A reviravolta no processo que investigava abuso de poder político nas eleições de 2022 deixa a chapa de Wanderlei e Laurez Moreira mais perto de consolidar o mandato, apesar das tensões políticas internas.
O cenário político do Tocantins foi surpreendido com a notícia da desistência do senador Irajá Silvestre (PSD) de um recurso crucial. Ele havia solicitado a cassação do mandato do governador Wanderlei Barbosa e do vice-governador Laurez Moreira, uma ação que tramitava no Tribunal Superior Eleitoral (TSE).
A decisão de Irajá marca um ponto de inflexão em um caso que acusava a chapa de abuso de poder político durante as eleições de 2022, gerando grande expectativa sobre seu desfecho. O recurso estava, inclusive, na pauta de julgamento do TSE, indicando a proximidade de uma definição.
Com a retirada do pedido, a pressão sobre a administração de Wanderlei Barbosa e Laurez Moreira diminui significativamente. As informações sobre a desistência foram divulgadas pelo g1, que buscou contato com as partes envolvidas.
Entenda a Ação de Investigação Judicial Eleitoral (Aije)
O recurso agora retirado por Irajá Silvestre teve origem em uma Ação de Investigação Judicial Eleitoral (Aije) apresentada pelo próprio senador e sua coligação, que ficou em quarto lugar nas eleições de 2022. A ação mirava a chapa de Wanderlei Barbosa e Laurez Moreira, alegando uso indevido da máquina pública.
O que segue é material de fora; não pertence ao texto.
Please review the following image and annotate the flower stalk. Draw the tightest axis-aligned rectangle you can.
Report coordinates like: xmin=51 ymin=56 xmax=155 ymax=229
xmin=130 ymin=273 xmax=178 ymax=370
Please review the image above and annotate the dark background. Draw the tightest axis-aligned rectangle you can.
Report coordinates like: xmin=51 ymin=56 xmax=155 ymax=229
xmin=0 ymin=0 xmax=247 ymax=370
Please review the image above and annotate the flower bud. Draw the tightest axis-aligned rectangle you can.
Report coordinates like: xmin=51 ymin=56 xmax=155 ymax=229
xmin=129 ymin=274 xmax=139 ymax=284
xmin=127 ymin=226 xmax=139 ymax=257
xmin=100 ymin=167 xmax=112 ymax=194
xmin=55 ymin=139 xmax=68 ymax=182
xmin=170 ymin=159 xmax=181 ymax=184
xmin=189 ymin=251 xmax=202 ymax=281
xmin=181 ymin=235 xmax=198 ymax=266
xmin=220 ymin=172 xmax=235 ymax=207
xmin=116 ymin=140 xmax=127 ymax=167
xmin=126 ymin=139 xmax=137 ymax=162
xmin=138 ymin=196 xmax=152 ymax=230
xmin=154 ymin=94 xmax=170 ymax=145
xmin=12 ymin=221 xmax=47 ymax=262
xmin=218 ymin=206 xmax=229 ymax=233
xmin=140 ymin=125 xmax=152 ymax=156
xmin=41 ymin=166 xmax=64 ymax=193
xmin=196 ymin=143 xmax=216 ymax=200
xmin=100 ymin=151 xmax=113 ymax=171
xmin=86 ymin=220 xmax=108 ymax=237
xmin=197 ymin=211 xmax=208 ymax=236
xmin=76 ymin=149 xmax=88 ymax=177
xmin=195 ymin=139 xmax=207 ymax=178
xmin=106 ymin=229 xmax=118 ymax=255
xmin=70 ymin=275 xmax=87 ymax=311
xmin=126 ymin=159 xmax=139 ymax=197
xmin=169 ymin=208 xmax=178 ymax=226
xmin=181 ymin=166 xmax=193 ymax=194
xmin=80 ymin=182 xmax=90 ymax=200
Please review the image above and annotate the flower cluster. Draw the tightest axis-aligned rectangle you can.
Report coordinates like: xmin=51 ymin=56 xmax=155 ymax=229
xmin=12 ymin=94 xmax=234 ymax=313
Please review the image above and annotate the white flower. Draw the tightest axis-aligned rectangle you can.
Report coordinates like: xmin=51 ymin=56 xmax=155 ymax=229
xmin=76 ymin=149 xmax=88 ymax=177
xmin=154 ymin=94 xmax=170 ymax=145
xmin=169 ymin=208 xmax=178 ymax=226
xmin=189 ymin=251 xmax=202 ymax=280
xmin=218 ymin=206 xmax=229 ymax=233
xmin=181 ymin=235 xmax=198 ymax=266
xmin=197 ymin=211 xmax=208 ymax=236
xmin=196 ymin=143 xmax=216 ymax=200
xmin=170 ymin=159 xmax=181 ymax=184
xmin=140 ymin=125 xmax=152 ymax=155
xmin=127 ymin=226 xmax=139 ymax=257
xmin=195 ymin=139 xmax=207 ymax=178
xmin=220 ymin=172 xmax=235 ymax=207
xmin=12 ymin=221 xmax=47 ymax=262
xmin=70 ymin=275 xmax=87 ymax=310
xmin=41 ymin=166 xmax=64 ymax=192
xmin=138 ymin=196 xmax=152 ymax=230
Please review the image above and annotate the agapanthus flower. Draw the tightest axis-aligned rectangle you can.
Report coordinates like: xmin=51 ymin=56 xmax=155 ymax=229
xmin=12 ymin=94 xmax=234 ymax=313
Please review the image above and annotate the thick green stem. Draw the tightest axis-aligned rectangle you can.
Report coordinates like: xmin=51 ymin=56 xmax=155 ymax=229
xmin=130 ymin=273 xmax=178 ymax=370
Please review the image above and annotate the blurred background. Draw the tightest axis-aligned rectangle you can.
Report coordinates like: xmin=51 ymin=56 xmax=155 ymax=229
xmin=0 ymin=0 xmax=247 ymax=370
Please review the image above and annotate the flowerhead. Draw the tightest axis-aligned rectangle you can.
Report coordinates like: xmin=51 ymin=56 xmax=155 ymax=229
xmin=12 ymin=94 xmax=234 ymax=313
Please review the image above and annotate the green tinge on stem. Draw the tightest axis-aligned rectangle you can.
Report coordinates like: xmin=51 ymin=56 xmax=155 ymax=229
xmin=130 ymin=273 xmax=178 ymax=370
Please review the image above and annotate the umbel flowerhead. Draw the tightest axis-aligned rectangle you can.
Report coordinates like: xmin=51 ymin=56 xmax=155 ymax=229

As denúncias eram graves e incluíam a participação de agentes públicos na campanha eleitoral, o suposto emprego da estrutura da Secretaria de Comunicação do Estado, a veiculação de propaganda institucional em período vedado e a produção e envio de releases pela administração pública em benefício dos então candidatos.
Inicialmente, o pedido de cassação foi rejeitado pelos membros do Tribunal Regional Eleitoral (TRE) em 2024. Contudo, Irajá Silvestre apresentou um recurso ordinário, elevando o caso para a análise do Tribunal Superior Eleitoral (TSE).
O Parecer da Procuradoria-Geral Eleitoral e a Falta de Provas Robustas
Antes da desistência do senador, a Procuradoria-Geral Eleitoral havia emitido um parecer sobre o caso. O órgão se manifestou pelo provimento parcial do recurso, sugerindo a aplicação de multa, mas sem a cassação dos mandatos.
A Procuradoria entendeu que a divulgação diária de entrega de obras e outras ações do governo ultrapassou a natureza de publicidade institucional. No entanto, ressaltou que “não existe prova robusta que ateste a gravidade apta a impactar o pleito eleitoral”, o que seria fundamental para uma medida tão drástica como a perda dos mandatos.
Essa avaliação da Procuradoria já indicava uma dificuldade em comprovar o impacto direto e decisivo das supostas irregularidades no resultado das eleições de 2022, um fator crucial para a decisão final do TSE.
Cenário Político e o Silêncio das Partes
A desistência de Irajá Silvestre ocorre em um momento de efervescência política no Tocantins, especialmente considerando a relação entre o governador e seu vice. Laurez Moreira, que disputou o cargo de vice pelo União Brasil, filiou-se ao PSD em agosto de 2025, o mesmo partido de Irajá.
Atualmente, o vice-governador vive um notório racha político com Wanderlei Barbosa, tornando a decisão do senador ainda mais intrigante. A TV Anhanguera e o g1 buscaram explicações de Irajá Silvestre sobre os motivos de sua desistência, mas não obtiveram retorno até a última atualização da reportagem.
Da mesma forma, a assessoria do governador Wanderlei Barbosa informou que não se manifestaria sobre o assunto. O silêncio das partes deixa em aberto as especulações sobre os bastidores e os acordos que podem ter levado à retirada de um recurso de tamanha importância política.
Implicações para o Mandato e Próximos Passos
Com a desistência do recurso, a chapa de Wanderlei Barbosa e Laurez Moreira ganha maior estabilidade em seus mandatos, afastando a ameaça iminente de cassação que pairava sobre eles no TSE. A decisão de Irajá simplifica o caminho judicial para a administração atual.
Embora a Procuradoria-Geral Eleitoral tenha sugerido uma multa, a retirada do recurso principal por parte do autor da ação encerra a discussão sobre a cassação. Este desfecho consolida a permanência do governador e vice no cargo, permitindo que se concentrem na gestão estadual.
Apesar da resolução judicial, o cenário político do Tocantins continua dinâmico, com as tensões internas na base aliada e a movimentação de figuras como Irajá Silvestre e Laurez Moreira prometendo novos capítulos na política local.